Add max-stack option to reassemble array predictions #99

calum-chamberlain · 2022-06-14T00:43:10Z

Possible enhancement/discussion point

Currently prediction time-series from overlapping windows are combined into one prediction time-series spanning the entire stream fed to the model. To combine these overlapping windows the average of these windows is taken. For EQTransformer combining by taking the mean is not ideal as the prediction value depends quite strongly on when the phase occurs within the 60s window used for prediction.

Consider the below case for the same earthquake recorded on site SNZO (and reported in the EQTransformer paper:

from obspy import UTCDateTime
from obspy.clients.fdsn import Client
import numpy as np
import seisbench.models as sbm
import matplotlib.pyplot as plt

def plot_predictions(tr, cft, p_time):
    colors = {"Detection": "green", "P": "red", "S": "blue"}
    fig, ax = plt.subplots()
    ax.plot(tr.times(reftime=p_time), tr.data / np.max(np.abs(tr.data)), color="grey", alpha=0.4, label=tr.id)
    for _tr in cft:
        cft_type = _tr.stats.channel.split('_')[-1]
        color = colors.get(cft_type, 'k')
        ax.plot(_tr.times(reftime=p_time), _tr.data, color=color, label=cft_type)
    ax.legend()
    return fig

p_time = UTCDateTime(2001, 10, 13, 12, 47, 39, 257)
client = Client("IRIS")
st = client.get_waveforms(
    network="IU", station="SNZO", location="10", channel="BH?",
    starttime=p_time - 360, endtime=p_time + 420)
st = st.interpolate(sampling_rate=100.0)

model = sbm.EQTransformer.from_pretrained("original")

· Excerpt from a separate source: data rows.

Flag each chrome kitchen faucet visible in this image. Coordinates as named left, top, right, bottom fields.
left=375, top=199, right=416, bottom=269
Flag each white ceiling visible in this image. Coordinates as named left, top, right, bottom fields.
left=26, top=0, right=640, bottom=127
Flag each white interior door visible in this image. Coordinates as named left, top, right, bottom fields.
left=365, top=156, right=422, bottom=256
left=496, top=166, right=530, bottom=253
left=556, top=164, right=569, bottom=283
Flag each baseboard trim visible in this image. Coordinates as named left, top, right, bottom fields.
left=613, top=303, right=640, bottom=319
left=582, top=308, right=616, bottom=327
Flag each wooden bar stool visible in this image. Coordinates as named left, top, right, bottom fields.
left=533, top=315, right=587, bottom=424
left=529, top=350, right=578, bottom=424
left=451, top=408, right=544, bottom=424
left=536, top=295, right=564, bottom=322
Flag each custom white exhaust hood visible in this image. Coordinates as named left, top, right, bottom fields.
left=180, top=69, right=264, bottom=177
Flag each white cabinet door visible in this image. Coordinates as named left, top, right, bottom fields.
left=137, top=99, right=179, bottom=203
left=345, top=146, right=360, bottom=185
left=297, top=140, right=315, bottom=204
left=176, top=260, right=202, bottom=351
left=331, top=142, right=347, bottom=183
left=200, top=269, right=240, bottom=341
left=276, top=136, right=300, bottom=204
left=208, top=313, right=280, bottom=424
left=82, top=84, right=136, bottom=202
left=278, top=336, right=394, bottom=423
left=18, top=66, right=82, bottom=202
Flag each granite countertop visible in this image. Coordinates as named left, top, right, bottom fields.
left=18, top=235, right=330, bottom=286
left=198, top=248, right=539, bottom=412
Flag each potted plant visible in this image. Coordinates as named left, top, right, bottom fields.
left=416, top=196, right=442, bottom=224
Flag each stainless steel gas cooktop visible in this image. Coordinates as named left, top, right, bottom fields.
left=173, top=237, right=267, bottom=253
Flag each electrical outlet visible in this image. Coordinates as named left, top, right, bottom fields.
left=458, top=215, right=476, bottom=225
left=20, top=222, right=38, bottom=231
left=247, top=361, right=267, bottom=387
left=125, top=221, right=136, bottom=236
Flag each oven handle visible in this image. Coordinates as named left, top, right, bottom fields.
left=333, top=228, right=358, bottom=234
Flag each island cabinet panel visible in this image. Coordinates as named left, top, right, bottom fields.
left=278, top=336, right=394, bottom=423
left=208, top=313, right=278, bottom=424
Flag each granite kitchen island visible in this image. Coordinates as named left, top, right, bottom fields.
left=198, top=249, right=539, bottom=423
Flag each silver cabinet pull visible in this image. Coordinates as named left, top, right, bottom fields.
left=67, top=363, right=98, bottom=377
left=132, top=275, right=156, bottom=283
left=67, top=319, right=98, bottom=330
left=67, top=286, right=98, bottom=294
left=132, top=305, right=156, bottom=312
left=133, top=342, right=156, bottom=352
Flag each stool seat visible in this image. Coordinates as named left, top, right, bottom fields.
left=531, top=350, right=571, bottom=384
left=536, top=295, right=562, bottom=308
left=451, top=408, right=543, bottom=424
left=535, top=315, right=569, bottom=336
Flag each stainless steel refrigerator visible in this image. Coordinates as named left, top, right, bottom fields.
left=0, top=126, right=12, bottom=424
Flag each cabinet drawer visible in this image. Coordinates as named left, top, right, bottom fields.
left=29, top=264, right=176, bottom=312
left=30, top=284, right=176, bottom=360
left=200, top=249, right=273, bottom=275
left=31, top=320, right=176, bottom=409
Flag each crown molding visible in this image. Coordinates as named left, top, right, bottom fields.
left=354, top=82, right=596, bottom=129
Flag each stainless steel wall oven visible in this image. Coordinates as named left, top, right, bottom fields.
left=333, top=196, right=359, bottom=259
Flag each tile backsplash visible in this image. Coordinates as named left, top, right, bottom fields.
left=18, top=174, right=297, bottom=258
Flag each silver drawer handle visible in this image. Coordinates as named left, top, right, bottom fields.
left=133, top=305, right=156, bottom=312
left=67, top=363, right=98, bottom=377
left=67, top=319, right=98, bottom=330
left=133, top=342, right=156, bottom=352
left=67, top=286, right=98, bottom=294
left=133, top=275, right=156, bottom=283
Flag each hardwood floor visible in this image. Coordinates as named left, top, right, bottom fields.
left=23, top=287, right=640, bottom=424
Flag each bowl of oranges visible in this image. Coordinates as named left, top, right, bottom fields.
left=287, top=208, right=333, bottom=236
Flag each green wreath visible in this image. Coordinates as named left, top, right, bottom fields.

# First detect with P-arrival at 10-seconds into window
chunk = st.slice(p_time - 10, p_time + 50)
cft = model.annotate(chunk)
fig_1 = plot_predictions(chunk.select(component="Z")[0], cft, p_time)
fig_1.suptitle('P at 10s')

# Try again with the P-arrival at 20-seconds
chunk = st.slice(p_time - 20, p_time + 40)
cft = model.annotate(chunk)
fig_2 = plot_predictions(chunk.select(component="Z")[0], cft, p_time)
fig_2.suptitle('P at 20s')

# Try again with the P-arrival at 30-seconds
chunk = st.slice(p_time - 30, p_time + 30)
cft = model.annotate(chunk)
fig_3 = plot_predictions(chunk.select(component="Z")[0], cft, p_time)
fig_3.suptitle('P at 30s')
plt.show()

P at 10s

t 10s

P at 20s

P at 30s

In this example the main issue is likely that the whole event does not fit in the detection window when the P arrival is much later than 20s into the window. The result of this when overlapping windows and stacking as the mean of the overlaps is that the predictions are degraded by windows for which the P arrival is not at the optimum position:

# Using the default 18s overlap
chunk = st.slice(p_time - 10, p_time + 68)
cft = model.annotate(chunk)
fig_1 = plot_predictions(chunk.select(component="Z")[0], cft, p_time)
fig_1.show()

This gets worse for larger overlaps:

model.default_args['overlap'] = int(50 * model.sampling_rate)
cft = model.annotate(chunk)
fig_1 = plot_predictions(chunk.select(component="Z")[0], cft, p_time)
fig_1.show()

And even worse for a more general case where the first window is not the "ideal" window:

chunk = st.slice(p_time - 40, p_time + 68)
cft = model.annotate(chunk)
fig_1 = plot_predictions(chunk.select(component="Z")[0], cft, p_time)
fig_1.show()

The key point arising from this is that stacking as the average of overlapping prediction windows, at least for EQTransformer, results in degraded prediction arrays and resulting predictions. This can result in missing detections or picks. In EQTransformer itself it looks like this issue is circumvented by picking on each window individually and combining the picks later, although this does seem to result in pick duplication.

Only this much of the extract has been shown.